I have a pandas dataframe that is quite similar to this:-
name | status |
---|---|
eric | single |
. | 0 |
xavier | couple |
sarah | couple |
. | 0 |
aaron | divorced |
. | 0 |
I would like to add a new row after every period as below:-
name | status |
---|---|
eric | single |
. | 0 |
xavier | couple |
sarah | couple |
. | 0 |
aaron | divorced |
. | 0 |
Appreciate any guidance on this!
CodePudding user response:
You can use groupby
and apply a concatenation of each group to a dummy row:
(df
.groupby(df['name'].shift().eq('.').cumsum(), group_keys=False)

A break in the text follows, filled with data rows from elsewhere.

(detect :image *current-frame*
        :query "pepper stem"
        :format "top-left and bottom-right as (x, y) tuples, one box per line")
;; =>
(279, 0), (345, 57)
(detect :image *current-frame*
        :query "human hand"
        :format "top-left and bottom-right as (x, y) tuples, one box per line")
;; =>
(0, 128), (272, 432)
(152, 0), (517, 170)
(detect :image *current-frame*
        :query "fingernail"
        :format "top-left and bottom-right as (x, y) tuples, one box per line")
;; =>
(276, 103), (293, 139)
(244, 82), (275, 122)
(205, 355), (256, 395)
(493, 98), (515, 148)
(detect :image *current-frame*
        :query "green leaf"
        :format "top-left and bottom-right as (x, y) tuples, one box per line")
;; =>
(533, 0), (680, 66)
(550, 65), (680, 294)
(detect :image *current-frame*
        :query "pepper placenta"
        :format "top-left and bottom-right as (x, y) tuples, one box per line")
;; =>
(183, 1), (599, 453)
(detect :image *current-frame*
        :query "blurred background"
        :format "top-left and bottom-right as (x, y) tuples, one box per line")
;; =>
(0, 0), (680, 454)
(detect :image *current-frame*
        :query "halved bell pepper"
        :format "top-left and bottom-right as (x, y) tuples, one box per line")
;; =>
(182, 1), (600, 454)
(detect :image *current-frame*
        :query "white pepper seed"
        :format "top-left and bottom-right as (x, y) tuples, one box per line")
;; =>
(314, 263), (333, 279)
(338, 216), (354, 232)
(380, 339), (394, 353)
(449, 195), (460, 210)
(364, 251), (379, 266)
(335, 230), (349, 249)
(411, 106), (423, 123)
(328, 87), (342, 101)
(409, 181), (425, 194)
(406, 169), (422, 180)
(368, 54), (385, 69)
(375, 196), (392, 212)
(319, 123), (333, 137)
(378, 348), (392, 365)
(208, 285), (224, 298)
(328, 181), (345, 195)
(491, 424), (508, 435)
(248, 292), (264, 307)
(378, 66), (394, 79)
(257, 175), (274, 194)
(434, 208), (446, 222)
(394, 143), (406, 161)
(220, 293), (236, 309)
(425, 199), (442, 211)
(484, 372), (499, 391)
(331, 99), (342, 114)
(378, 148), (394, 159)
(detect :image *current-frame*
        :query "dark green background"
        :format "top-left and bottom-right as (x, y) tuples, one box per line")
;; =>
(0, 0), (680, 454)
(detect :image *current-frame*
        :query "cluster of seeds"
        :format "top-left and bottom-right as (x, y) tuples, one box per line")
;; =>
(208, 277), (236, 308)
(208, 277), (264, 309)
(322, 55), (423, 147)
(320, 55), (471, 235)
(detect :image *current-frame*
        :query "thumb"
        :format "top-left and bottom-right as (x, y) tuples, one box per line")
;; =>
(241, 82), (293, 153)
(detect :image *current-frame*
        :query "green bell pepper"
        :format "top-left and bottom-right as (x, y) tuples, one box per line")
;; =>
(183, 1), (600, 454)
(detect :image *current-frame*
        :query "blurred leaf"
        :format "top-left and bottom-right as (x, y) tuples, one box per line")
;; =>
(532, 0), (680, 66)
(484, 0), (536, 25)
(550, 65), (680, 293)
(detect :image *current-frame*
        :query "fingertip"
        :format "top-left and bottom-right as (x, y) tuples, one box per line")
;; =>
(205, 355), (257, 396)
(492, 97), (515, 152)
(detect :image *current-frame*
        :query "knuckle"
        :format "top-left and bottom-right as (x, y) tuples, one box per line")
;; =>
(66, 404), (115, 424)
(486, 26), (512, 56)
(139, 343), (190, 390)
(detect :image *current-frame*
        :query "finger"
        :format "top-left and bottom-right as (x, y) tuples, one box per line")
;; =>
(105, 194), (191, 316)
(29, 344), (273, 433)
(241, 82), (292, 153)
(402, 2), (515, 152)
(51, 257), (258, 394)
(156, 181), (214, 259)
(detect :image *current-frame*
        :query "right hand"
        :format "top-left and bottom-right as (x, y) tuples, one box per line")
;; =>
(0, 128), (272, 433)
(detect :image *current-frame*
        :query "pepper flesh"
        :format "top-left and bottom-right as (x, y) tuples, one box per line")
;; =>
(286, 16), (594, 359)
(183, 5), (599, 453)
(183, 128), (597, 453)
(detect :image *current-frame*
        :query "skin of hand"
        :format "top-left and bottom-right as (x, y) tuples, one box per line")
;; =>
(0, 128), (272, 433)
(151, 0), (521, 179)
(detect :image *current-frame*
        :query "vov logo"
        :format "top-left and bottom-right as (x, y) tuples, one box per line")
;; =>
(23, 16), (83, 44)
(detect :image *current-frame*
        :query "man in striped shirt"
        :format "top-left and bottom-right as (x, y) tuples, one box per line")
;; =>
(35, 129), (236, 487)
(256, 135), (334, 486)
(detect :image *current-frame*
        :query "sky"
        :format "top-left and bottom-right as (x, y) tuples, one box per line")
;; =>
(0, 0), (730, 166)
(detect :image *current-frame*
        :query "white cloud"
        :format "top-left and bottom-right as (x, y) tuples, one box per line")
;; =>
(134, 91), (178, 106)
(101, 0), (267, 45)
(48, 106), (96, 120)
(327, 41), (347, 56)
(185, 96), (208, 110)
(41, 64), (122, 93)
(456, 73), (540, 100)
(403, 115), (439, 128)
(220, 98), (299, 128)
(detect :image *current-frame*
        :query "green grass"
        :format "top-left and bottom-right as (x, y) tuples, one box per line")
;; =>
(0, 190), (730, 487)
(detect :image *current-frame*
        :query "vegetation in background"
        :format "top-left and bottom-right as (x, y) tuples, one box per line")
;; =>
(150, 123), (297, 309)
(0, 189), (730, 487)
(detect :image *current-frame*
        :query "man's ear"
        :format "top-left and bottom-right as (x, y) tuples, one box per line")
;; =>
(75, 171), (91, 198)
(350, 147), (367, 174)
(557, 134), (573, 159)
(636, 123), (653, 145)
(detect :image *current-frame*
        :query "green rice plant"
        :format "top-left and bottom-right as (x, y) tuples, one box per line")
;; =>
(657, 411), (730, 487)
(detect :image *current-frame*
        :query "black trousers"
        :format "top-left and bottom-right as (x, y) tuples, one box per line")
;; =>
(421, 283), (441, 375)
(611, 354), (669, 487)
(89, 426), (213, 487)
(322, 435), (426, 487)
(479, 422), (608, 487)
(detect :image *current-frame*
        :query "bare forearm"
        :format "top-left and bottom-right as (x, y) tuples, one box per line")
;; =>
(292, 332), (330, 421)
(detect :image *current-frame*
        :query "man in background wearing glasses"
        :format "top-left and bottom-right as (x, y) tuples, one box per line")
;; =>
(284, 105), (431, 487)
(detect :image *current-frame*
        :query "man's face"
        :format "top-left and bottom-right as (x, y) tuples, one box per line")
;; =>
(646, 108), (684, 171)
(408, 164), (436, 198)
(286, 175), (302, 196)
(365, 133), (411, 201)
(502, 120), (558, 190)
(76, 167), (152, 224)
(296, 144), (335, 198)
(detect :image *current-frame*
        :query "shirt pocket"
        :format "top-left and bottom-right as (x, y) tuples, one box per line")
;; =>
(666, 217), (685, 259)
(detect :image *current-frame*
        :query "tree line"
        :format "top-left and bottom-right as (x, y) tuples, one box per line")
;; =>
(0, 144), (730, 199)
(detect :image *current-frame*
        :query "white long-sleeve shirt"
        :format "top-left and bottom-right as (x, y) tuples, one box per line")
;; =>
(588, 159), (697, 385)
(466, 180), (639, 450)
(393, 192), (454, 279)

.apply(lambda g: pd.concat([g, pd.DataFrame(index=[0], columns=g.columns)]).fillna(''))
)
output:
name status
0 eric single
1 . 0
0
2 xavier couple
3 sarah couple
4 . 0
0
5 aaron divorced
6 . 0
0
Or extract the rows with .
and concat:
df2 = df[df['name'].eq('.')].copy()
df2.loc[:] = ''
pd.concat([df, df2]).sort_index(kind='stable')
output:
name status
0 eric single
1 . 0
1
2 xavier couple
3 sarah couple
4 . 0
4
5 aaron divorced
6 . 0
6